State Bank of India has lost more than $11 billion in market value over just two trading sessions, after its latest earnings disappointed investors and raised concerns about shrinking profit margins.
The sell-off has been sharp enough to leave a clear mark in the derivatives market. Data from the National Stock Exchange shows the heaviest fresh call writing on SBI's 1,000 strike price on Monday. In options trading, heavy call writing at a specific level means sellers are betting the stock will not rise past that point, a sign that near-term upside is seen as limited by active market participants.
What Drove the Drop
The trigger was a combination of weak earnings and margin pressure. When a bank's margins compress, it earns less on each rupee it lends relative to what it pays depositors. For SBI, India's largest public sector lender, even a small squeeze on margins translates into a large hit on absolute profits given the scale of its loan book.

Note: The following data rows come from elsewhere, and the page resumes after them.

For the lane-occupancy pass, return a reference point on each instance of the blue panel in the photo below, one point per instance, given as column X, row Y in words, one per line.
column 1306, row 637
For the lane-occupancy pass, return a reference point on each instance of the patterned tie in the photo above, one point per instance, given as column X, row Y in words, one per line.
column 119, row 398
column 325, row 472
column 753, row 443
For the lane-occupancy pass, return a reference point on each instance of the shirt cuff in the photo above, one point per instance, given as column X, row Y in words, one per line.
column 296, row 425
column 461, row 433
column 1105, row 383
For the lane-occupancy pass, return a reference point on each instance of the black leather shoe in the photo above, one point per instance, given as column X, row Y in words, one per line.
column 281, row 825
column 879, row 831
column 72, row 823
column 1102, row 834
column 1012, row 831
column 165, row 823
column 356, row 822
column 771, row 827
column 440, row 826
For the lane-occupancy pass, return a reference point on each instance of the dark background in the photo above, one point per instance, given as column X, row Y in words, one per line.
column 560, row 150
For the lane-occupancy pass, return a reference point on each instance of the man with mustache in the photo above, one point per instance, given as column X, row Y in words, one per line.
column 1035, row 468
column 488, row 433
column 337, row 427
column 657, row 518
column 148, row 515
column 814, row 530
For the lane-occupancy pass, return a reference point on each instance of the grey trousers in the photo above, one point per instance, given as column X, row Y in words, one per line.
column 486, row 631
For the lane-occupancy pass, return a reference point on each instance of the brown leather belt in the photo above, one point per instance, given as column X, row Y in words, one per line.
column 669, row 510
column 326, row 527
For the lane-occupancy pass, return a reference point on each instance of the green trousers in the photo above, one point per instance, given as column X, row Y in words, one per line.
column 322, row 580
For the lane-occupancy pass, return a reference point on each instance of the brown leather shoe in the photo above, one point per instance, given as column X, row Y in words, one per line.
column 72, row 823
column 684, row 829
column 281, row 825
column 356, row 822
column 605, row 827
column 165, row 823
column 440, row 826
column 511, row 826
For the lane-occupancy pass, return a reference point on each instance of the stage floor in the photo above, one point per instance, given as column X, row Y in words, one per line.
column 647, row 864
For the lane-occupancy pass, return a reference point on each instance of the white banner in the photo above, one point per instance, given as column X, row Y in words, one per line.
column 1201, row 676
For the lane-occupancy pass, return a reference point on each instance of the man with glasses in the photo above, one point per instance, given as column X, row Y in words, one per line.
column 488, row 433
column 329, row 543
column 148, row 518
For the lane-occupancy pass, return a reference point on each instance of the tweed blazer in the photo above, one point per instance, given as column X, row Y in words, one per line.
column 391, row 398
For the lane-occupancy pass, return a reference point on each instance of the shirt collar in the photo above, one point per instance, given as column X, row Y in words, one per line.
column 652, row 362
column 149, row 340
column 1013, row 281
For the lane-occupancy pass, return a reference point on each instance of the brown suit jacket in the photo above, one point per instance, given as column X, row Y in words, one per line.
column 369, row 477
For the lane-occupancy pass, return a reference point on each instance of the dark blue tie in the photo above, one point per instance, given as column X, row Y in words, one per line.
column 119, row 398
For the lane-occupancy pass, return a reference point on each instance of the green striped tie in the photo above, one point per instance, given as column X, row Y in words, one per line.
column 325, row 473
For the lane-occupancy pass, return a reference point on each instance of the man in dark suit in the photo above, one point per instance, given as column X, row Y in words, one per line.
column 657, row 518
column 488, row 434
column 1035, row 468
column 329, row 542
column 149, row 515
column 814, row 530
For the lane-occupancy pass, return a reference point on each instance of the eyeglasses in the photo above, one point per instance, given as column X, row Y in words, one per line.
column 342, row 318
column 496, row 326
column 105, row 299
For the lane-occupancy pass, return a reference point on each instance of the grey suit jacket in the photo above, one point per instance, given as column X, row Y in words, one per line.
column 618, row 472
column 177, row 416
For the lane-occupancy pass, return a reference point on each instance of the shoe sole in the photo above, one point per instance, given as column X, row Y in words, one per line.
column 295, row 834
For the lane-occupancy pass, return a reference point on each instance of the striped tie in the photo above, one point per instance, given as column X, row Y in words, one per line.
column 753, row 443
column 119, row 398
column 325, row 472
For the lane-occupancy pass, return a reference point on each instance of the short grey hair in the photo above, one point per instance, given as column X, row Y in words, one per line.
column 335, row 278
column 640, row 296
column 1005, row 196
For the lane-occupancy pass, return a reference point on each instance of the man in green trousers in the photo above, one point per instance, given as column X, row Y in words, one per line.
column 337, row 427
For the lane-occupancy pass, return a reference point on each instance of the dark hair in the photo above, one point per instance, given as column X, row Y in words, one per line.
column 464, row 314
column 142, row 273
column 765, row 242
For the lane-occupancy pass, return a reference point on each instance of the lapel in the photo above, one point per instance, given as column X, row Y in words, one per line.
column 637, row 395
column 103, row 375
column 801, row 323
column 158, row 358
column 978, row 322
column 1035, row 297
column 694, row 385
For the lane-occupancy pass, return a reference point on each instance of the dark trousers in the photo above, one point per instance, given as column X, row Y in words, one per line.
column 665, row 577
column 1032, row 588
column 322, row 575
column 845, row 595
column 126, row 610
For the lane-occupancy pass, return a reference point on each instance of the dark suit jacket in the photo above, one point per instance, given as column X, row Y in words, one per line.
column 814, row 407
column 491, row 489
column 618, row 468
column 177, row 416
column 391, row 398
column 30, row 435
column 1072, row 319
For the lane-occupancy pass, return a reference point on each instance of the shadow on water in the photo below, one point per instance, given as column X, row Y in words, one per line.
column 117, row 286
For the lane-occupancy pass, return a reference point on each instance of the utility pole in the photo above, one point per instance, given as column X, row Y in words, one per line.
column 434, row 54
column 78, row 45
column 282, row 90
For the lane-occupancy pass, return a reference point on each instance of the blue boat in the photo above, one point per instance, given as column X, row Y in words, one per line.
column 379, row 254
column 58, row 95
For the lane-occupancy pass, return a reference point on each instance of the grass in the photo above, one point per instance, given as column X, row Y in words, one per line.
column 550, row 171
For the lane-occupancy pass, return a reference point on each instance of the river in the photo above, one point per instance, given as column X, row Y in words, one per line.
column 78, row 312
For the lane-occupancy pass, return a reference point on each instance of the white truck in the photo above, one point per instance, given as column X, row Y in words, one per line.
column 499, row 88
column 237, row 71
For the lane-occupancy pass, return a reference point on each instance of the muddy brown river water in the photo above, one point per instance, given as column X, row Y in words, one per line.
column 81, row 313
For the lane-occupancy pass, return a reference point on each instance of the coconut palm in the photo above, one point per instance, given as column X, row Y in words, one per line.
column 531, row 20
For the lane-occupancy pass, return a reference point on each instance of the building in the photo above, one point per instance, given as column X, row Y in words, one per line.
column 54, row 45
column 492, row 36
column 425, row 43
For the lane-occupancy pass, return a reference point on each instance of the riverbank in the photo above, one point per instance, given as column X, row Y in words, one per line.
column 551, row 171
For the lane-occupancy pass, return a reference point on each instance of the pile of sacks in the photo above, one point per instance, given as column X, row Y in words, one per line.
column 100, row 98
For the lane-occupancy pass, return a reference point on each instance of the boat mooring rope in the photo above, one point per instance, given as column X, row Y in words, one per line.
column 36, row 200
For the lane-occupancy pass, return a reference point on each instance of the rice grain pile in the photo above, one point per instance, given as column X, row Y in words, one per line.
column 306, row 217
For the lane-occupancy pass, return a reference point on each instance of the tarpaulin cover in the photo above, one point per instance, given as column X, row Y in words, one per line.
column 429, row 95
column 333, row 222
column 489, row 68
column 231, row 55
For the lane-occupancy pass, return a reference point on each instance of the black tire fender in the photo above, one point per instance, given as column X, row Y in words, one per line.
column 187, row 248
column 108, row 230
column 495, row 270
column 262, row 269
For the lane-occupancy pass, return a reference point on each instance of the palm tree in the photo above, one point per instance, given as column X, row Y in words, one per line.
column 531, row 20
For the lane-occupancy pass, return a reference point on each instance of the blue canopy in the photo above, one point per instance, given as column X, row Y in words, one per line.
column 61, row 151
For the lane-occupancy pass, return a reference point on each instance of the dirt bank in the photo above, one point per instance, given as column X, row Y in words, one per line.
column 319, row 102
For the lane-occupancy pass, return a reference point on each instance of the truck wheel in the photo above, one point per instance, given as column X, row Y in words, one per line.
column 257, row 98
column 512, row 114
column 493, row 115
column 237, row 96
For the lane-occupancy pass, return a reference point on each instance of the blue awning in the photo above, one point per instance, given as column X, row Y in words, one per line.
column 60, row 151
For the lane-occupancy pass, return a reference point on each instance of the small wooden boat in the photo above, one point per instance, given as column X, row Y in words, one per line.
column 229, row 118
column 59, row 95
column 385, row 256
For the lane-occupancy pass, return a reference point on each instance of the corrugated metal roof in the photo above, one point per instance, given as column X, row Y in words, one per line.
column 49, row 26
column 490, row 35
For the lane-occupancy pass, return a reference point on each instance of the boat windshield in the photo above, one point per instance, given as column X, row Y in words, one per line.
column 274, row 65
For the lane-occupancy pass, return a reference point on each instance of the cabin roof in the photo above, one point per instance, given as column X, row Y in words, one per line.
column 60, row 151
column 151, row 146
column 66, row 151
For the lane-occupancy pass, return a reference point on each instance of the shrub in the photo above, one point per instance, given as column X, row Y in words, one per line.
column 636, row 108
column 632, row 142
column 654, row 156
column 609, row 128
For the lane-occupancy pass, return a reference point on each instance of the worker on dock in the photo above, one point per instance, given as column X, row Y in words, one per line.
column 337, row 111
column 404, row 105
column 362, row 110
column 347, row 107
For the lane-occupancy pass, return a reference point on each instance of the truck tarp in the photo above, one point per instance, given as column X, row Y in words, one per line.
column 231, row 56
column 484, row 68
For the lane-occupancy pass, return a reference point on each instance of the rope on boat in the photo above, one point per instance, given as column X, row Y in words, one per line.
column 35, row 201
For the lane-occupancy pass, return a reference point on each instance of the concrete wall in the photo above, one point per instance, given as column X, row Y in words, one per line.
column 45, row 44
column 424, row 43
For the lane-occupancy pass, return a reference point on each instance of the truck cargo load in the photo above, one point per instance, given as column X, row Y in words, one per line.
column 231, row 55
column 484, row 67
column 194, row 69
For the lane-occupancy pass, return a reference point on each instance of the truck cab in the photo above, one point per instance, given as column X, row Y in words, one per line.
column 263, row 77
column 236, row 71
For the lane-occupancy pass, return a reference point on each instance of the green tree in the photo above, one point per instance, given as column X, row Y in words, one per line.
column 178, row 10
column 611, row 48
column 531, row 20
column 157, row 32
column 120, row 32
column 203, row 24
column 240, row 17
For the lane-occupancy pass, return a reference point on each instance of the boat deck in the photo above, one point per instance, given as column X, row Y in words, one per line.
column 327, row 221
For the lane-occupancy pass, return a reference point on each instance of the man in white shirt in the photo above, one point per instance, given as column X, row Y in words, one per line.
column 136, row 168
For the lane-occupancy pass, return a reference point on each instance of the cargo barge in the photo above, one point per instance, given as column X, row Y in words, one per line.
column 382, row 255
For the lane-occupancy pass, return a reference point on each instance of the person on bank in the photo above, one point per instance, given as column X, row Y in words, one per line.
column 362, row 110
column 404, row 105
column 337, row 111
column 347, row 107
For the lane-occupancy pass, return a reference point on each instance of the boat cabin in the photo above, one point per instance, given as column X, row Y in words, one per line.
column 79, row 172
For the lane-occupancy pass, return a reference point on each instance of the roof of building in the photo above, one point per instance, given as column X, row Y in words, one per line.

Disappointing results at a bank of SBI's size tend to have wider ripple effects. Public sector bank stocks often move together, so a sharp de-rating of SBI can drag sentiment across the broader PSU banking space. Investors who benchmark against indices with heavy financial sector weightings feel the impact quickly.
What to Watch Next
The 1,000 strike level on SBI's options chain is now a key technical reference. If the stock approaches that level and call writing remains heavy, it suggests institutional sellers are defending that ceiling. Any shift in that positioning, through call unwinding or fresh put writing at lower levels, would signal a change in how traders read the stock's near-term direction.
Longer term, the focus will be on whether the margin squeeze is a one-quarter event tied to deposit repricing or the start of a more sustained pressure cycle. SBI's guidance on net interest margins in the coming weeks will be watched closely by both equity and credit analysts tracking India's banking sector.